Katrina pursed her lips together.
‘I can give you the rest of the money.’
‘I don’t want the money.’
‘Then we can buy the ring back. I can get a credit card. I can take the rest of the stuff back. We’ll go first thing tomorrow,’
Yvette laughed, the low pitch snort embroiled with disdain. ‘Do you have any idea how much it was worth? Do you? Because if you got anything less than the cost of a new car for it, you’ve been ripped off and we don’t have a chance in hell of buying it back. Do you understand that?’
Katrina’s slight frame was trembling and only partly from the cold of being soaked in the dog’s water.
‘I’m sorry,’ she said. ‘I really am.’
Yvette’s eyes showed no indication of softening. She flicked her hair‚ spraying a mist of water much the same way Lulu did when she finished in the bath – and looked solely at Eric.
‘I’m sorry,’ she said. ‘I can’t do it. I thought I could rise above it. I thought I could cope with it, but I can’t. She’s there, in my kitchen, in my bathroom, flaunting herself around my family the whole time. I want this baby in my life, Eric, really I do. But I can’t live under the same roof as that silly tart even one more day. I just can’t.’
Eric lowered his gaze to his feet, then turned his neck slightly to the doorway. Abi was blowing raspberries on Mabel’s belly. Every time she did, Mabel lifted her arms into the air and emitted a high-pitched squeal of glee. They were perfectly happy. Abi was perfectly happy. Slowly, he turned back to his mother-in-law.
‘I am sorry to hear that, Yvette. Really I am.’
They had got fish and chips for dinner. It wasn’t a very sensible idea. There was food in the freezer as well as the things Hank had brought around earlier in the week, but that involved cooking and Eric couldn’t think about cooking right now. Katrina offered to pay, but given the situation, Eric didn’t feel it wise. He would make up for it with a few extra frugal days later in the week, he told himself. Abi was happy to spoon down pasta and cheese for days on end. And there was always the credit card if it came down to it.
‘I’m so sorry,’ Katrina said, nudging her chips with a small wooden fork. ‘If I’d have thought for one moment that—’
‘This is not on you,’ Eric said, reinforcing the words the best he could. ‘Really it’s not.’
‘I had no idea.
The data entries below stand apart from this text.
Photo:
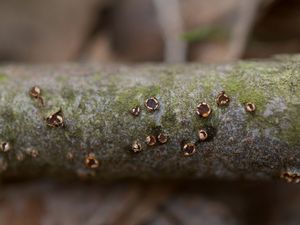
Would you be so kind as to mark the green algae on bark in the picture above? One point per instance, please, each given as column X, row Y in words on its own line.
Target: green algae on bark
column 96, row 103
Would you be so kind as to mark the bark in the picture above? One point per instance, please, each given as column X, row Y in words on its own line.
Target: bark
column 99, row 130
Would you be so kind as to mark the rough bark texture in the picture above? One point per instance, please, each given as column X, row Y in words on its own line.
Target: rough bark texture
column 96, row 100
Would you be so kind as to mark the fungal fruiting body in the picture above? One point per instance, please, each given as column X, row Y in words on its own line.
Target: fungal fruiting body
column 136, row 147
column 55, row 120
column 5, row 146
column 35, row 92
column 150, row 140
column 202, row 134
column 291, row 176
column 91, row 161
column 152, row 104
column 203, row 110
column 162, row 138
column 135, row 111
column 189, row 149
column 250, row 107
column 222, row 99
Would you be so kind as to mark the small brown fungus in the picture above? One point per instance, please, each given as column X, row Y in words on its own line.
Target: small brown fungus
column 91, row 161
column 32, row 152
column 152, row 104
column 162, row 138
column 202, row 134
column 222, row 99
column 203, row 110
column 189, row 149
column 136, row 147
column 150, row 140
column 70, row 156
column 250, row 107
column 291, row 176
column 36, row 92
column 55, row 120
column 5, row 146
column 135, row 111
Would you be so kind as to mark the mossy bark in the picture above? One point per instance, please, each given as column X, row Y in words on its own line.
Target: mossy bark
column 95, row 102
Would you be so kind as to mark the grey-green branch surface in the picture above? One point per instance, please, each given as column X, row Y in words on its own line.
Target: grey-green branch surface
column 98, row 129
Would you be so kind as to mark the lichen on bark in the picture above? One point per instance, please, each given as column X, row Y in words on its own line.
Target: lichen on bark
column 96, row 102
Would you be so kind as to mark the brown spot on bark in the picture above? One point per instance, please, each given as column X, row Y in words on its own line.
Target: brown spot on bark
column 91, row 161
column 162, row 138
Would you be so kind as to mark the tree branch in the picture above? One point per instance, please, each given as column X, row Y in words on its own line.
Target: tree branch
column 81, row 122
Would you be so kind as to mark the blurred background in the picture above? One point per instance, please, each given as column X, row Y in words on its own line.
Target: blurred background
column 134, row 31
column 38, row 31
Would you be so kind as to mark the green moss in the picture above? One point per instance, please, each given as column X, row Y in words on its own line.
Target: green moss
column 244, row 89
column 3, row 77
column 135, row 96
column 205, row 33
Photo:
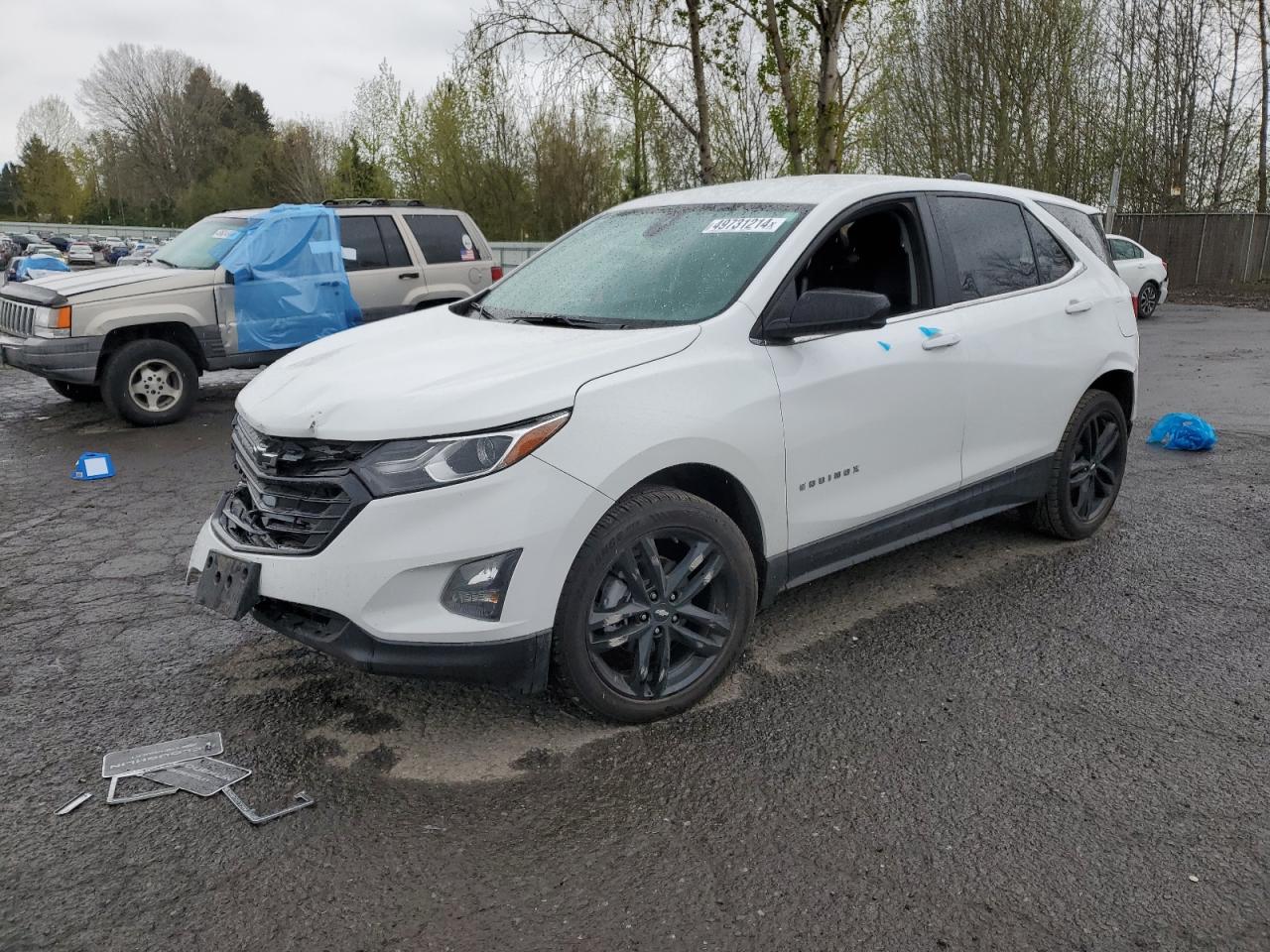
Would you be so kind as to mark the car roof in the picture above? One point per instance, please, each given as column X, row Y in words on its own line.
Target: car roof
column 350, row 209
column 837, row 189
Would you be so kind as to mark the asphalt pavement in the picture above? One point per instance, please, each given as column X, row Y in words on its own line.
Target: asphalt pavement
column 985, row 742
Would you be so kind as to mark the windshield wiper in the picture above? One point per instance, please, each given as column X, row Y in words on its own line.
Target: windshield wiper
column 480, row 308
column 568, row 320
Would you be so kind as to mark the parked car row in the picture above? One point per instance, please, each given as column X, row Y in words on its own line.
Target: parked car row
column 599, row 472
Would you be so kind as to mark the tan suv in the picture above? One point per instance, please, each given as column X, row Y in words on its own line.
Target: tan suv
column 140, row 338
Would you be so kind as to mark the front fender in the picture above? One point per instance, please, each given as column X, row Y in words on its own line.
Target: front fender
column 193, row 308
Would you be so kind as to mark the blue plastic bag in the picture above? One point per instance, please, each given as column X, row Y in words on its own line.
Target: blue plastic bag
column 1183, row 431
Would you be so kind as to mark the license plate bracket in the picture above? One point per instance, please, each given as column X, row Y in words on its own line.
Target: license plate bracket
column 229, row 585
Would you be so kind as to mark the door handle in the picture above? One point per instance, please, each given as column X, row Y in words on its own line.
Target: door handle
column 942, row 340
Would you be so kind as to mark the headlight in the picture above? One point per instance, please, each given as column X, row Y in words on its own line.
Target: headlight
column 412, row 465
column 53, row 322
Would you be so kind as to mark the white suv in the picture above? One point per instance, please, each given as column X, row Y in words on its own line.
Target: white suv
column 603, row 465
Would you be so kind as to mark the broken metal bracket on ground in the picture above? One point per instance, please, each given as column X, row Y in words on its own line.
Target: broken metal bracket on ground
column 255, row 819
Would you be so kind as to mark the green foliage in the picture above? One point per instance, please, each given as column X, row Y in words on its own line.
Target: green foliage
column 357, row 177
column 46, row 185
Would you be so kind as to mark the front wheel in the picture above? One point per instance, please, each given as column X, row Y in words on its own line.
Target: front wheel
column 656, row 608
column 1087, row 470
column 1148, row 298
column 150, row 382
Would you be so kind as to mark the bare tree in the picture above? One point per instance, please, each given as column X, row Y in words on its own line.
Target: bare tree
column 583, row 31
column 826, row 23
column 376, row 105
column 137, row 94
column 1265, row 107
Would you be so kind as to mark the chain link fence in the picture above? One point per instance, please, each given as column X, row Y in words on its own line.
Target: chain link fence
column 1205, row 249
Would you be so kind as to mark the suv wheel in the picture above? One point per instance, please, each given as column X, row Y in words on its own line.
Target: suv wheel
column 150, row 382
column 79, row 393
column 1087, row 470
column 656, row 608
column 1148, row 298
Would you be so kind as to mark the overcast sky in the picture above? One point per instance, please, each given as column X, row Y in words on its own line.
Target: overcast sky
column 304, row 56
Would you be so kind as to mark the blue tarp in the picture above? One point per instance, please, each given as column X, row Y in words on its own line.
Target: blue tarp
column 40, row 263
column 290, row 285
column 1183, row 431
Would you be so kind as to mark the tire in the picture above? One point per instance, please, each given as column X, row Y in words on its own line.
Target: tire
column 635, row 669
column 1087, row 470
column 150, row 382
column 79, row 393
column 1148, row 299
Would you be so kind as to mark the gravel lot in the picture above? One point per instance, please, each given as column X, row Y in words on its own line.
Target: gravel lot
column 984, row 742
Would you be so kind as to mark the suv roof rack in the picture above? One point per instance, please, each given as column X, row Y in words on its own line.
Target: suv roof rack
column 375, row 202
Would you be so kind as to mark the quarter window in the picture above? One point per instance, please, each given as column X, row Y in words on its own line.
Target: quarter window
column 362, row 235
column 443, row 238
column 1123, row 250
column 394, row 248
column 1052, row 258
column 1086, row 227
column 989, row 245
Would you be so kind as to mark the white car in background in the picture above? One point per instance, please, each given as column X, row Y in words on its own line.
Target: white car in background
column 80, row 253
column 1146, row 273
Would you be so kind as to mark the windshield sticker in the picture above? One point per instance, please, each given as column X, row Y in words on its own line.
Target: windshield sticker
column 743, row 226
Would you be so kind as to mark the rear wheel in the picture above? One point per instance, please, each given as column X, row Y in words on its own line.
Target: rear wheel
column 1087, row 470
column 656, row 608
column 1148, row 298
column 150, row 382
column 79, row 393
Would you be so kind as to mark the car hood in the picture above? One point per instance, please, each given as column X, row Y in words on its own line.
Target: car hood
column 435, row 373
column 105, row 284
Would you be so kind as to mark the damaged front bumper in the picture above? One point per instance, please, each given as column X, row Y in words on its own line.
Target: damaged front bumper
column 71, row 359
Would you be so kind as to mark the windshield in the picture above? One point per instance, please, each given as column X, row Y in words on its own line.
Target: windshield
column 672, row 264
column 203, row 244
Honestly. Philip said …’ She shuddered as she said his name. ‘If I’d have known. It’s no wonder she hates me.’
Eric’s response was non-committal. The morning felt like a million years ago. How was it possible that only hours beforehand he had been cleaning out Suzy’s office, then talking to Lydia? Mabel was with Abi, who Eric had let eat in the living room, watching television, under the strict proviso that she did not give Lulu any chips. Truth was he didn’t care what she did right now, she could feed Lulu the whole damn plateful as long as she wasn’t making a fuss when she did it.
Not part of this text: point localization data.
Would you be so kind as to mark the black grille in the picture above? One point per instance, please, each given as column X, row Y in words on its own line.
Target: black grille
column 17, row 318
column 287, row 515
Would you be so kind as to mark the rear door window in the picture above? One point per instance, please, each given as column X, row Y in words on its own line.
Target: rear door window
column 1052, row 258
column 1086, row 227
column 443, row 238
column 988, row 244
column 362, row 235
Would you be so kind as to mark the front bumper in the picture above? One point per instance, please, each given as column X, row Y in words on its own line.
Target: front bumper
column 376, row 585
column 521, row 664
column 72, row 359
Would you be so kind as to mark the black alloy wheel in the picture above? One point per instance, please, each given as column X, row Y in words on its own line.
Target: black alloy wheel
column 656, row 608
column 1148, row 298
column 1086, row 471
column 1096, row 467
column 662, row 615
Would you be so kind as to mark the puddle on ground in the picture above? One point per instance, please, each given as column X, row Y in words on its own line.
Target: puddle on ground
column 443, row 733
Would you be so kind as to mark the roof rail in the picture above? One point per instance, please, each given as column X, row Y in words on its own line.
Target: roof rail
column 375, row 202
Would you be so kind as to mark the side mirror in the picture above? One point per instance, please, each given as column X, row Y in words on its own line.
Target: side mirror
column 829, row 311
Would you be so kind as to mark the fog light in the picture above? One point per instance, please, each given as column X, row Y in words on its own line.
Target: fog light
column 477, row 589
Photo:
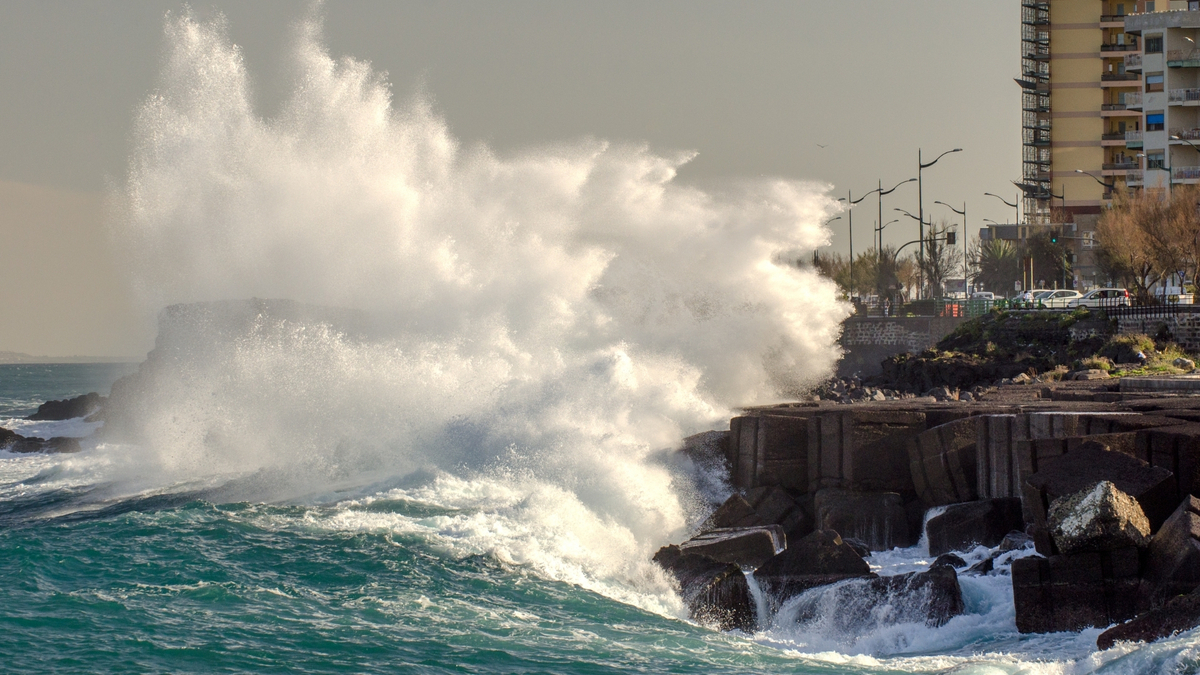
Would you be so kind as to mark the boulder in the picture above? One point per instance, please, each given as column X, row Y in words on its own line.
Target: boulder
column 1174, row 560
column 963, row 526
column 69, row 408
column 858, row 607
column 1097, row 519
column 822, row 557
column 1181, row 613
column 876, row 518
column 1077, row 591
column 715, row 592
column 744, row 547
column 942, row 461
column 1081, row 469
column 17, row 443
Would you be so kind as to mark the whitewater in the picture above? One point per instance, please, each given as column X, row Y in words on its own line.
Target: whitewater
column 479, row 479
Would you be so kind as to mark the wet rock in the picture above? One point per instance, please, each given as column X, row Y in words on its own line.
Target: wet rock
column 859, row 545
column 931, row 597
column 822, row 557
column 942, row 461
column 15, row 442
column 984, row 521
column 1077, row 591
column 1174, row 559
column 744, row 547
column 1014, row 541
column 1181, row 613
column 1081, row 469
column 876, row 518
column 1097, row 519
column 949, row 559
column 715, row 592
column 69, row 408
column 736, row 512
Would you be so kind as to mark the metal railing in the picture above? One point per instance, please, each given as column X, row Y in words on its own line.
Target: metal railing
column 1182, row 95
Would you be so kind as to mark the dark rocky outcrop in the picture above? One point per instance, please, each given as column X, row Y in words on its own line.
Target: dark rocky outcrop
column 964, row 526
column 1174, row 561
column 15, row 442
column 744, row 547
column 822, row 557
column 1072, row 592
column 1098, row 519
column 715, row 592
column 69, row 408
column 1152, row 487
column 879, row 519
column 1181, row 613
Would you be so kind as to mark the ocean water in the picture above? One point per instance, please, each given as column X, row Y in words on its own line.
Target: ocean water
column 424, row 573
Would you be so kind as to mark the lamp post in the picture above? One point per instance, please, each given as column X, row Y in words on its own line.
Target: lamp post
column 921, row 199
column 1015, row 203
column 964, row 214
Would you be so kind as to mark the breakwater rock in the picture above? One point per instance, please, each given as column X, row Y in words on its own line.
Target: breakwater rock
column 1098, row 491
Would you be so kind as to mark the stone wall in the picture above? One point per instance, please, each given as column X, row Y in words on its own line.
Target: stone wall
column 867, row 341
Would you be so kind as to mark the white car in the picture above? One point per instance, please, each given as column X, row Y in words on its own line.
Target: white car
column 1102, row 298
column 1057, row 299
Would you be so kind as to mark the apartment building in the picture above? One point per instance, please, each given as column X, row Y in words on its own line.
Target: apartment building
column 1170, row 108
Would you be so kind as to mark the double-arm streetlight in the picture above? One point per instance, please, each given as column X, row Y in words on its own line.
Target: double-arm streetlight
column 964, row 214
column 1015, row 203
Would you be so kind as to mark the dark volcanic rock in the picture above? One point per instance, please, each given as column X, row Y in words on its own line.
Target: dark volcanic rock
column 1098, row 519
column 822, row 557
column 715, row 592
column 961, row 526
column 1182, row 613
column 69, row 408
column 876, row 518
column 931, row 597
column 1083, row 469
column 1072, row 592
column 744, row 547
column 1174, row 560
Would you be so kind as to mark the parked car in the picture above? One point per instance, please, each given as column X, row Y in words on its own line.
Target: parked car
column 1102, row 298
column 1057, row 299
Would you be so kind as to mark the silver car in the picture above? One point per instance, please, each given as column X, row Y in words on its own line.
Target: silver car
column 1102, row 298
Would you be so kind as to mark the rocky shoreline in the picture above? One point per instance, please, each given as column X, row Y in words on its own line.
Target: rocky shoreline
column 1087, row 497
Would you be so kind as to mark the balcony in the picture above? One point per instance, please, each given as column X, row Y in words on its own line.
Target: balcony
column 1120, row 77
column 1183, row 58
column 1185, row 174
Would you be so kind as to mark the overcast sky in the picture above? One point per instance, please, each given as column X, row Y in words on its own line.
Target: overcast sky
column 755, row 88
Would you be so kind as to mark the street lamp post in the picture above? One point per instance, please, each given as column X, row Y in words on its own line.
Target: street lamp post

‘Do you think it’s true? About how much the ring cost?’ Katrina said, apparently having replaced her silent sullenness of the previous weeks with a more vocal alternative. ‘I should have known. The man at the shop was way too happy to take it off my hands. Do you think there’s any way we can get it back? Claim that he tricked me? Go to the police even.’
‘If everyone went to the police when a pawnbroker ripped them off, we’d need to triple the number of policemen,’ Eric commented.
Katrina bowed her head. ‘You know what the worst of it is?’ she said, moving the chips around her plate. ‘It’s that I actually thought I was doing something right today. I really did. It was the first time since Mabel was born – other than coming here, to find you – selling that ring, getting myself clothes for auditions, even those presents. I thought I was starting to repair things in my life. Turns out I only ever make things worse.’
‘It was an honest mistake,’ Eric said, seeing more than ever the naivety of her youth.
Katrina nodded, thoughtfully, then speared a chip with her fork.